Section 6 Protocol

6.1 What is a protocol and why have one?

A systematic review protocol outlines why and how you are going to conduct your systematic review. It should include your research question, background and the systematic review methods that will be used, including plans for:

  • search strategy
  • inclusion and criteria
  • data extraction
  • quality assessment
  • data synthesis strategy
  • quantitative meta-analysis strategy (where applicable)

Having a pre-specified protocol improves the methodological transparency of your systematic review and reduces the risk of introducing bias. Publishing your protocol allows others to locate reviews in progress and enables future replication.
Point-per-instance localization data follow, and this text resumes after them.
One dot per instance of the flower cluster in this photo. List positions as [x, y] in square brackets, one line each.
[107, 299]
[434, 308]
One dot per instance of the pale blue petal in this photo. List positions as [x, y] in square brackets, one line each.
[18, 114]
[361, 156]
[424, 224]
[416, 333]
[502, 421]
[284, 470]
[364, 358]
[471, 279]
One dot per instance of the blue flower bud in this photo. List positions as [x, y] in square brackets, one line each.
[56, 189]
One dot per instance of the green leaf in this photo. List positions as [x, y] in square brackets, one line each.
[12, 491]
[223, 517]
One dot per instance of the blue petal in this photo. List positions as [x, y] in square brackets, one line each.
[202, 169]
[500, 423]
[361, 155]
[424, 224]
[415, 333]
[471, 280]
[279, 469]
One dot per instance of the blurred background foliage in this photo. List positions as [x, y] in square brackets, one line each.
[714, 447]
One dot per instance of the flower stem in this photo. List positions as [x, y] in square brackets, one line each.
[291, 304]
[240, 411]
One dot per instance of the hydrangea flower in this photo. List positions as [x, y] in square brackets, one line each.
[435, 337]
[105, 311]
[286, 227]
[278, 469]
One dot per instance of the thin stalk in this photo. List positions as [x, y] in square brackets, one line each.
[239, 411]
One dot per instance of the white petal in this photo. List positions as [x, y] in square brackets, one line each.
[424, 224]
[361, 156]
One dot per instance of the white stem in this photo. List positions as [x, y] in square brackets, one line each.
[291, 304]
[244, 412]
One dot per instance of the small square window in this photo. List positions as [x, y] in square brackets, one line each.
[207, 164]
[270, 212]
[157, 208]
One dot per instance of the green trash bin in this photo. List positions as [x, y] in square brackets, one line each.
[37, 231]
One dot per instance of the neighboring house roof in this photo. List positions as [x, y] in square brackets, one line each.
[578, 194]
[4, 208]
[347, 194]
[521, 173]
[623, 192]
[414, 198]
The process of putting together your protocol often involves communication between a number of key stakeholders, you may want to discuss it with an advisory group, external experts, or your funders.

6.2 Protocol templates

We strongly recommend using a protocol template to ensure you have covered all the important information in your protocol.

SYRCLE (SYstematic Review Centre for Laboratory animal Experimentation) have developed a protocol template tailored to the preparation, registration and publication of systematic reviews of animal intervention studies. See the template and publication here.

It may be useful to look through examples of previously published protocols from PROSPERO for Animals while you formulate your protocol. You can also use PROSPERO to check that no systematic reviews on your research question are currently underway. For examples of SYRCLE protocol templates, see the SyRF Protocol Registry while you formulate your protocol. Please note that the SyRF Protocol Registry is no longer accepting new protocol submissions. Please use PROSPERO.

6.3 Register your protocol

Making the protocol for your systematic review available to the community has a number of benefits:

  • it provides evidence that prespecified analyses were indeed prespecified;
  • allows others to comment on your approach; provides examples for others planning such reviews;
  • and can help you identify if other reviews in similar areas are already in progress.


PROSPERO: The Centre for Reviews and Dissemination at University of York now publish Preclinical Systematic Review Protocols. You can search published protocols by title, date, contact person or institution. For more information on registering at PROSPERO, see their website here.

OSF: You can preregister your systematic review project on the Open Science Framework here.


6.3.1 Your protocol & 3Rs

We recommend that you include a statement in your protocol outlining how your research will impact the 3Rs (Replacement, Reduction and Refinement) in animal use in research.